Bureau of Reclamation official Jacklynn L. Gould said that at about 10 a.m. local (Pacific) time, the A5 transformer at the site caught fire. The blaze was extinguished at about 10:30 a.m., according to Gould.
Gould said there were no injuries to visitors or employees. “There is no risk to the power grid and power is still being generated,” said Gould, who is the agency’s regional director for the Lower Colorado Basin.
The Bureau of Reclamation is a federal agency that oversees water management in the Western U.S. The Colorado River provides water to seven states in the West, including to Hoover Dam.
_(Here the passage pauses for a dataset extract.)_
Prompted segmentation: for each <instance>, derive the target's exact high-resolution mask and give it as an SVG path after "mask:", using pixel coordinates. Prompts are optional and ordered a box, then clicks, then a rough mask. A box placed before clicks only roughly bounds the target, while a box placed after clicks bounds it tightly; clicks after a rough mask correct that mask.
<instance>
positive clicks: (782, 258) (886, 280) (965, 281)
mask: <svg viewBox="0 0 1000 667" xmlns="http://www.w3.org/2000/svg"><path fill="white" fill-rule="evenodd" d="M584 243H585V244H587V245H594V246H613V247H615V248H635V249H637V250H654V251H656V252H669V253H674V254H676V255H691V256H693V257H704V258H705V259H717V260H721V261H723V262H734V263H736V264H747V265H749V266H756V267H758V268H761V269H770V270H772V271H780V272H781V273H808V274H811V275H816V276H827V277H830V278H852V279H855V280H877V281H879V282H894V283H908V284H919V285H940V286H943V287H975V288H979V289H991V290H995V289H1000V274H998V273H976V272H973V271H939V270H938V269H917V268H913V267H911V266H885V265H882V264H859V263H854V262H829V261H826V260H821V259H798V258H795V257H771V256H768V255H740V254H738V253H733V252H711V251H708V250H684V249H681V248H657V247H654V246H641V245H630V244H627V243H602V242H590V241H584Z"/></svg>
Visitors at the dam Tuesday morning reported hearing an explosion and seeing fire, along with a large plume of smoke, coming from the dam. Video of the smoke was posted on social media.
“Boulder City Fire Department is en route to an emergency call at Hoover Dam,” the City of Boulder (Nevada) said in a brief statement immediately after the incident, adding “No further information is available at this time.” City officials later, in a social media post, said “The fire was extinguished before Boulder City Fire Department arrived on scene. Bureau of Reclamation/ Hoover Dam will be handling any additional questions.”
Hoover Dam impounds Lake Mead, the largest reservoir in the U.S. The dam was built in the 1930s, providing thousands of construction jobs during the Great Depression.
At full capacity, the dam’s 17 turbines can produce nearly 2,100 MW of power, but low water levels due to extended regional drought have reduced the plant’s output by about one-third this year. Hoover Dam provides power for public and private utilities in Nevada, Arizona, and California, and is also major tourist attraction in the U.S. Southwest.
The 17 turbines include nine that are fed by the two towers on the Arizona side of the facility, and eight fed by the towers on the Nevada side. The original turbines at the site all were replaced between 1986 and 1993. More recent improvements include the rebuild of five turbines in the past 10 years. These rebuilt turbines, with a “wide head” design, operate more efficiently, and also perform better with a higher tolerance when hydraulic force falls.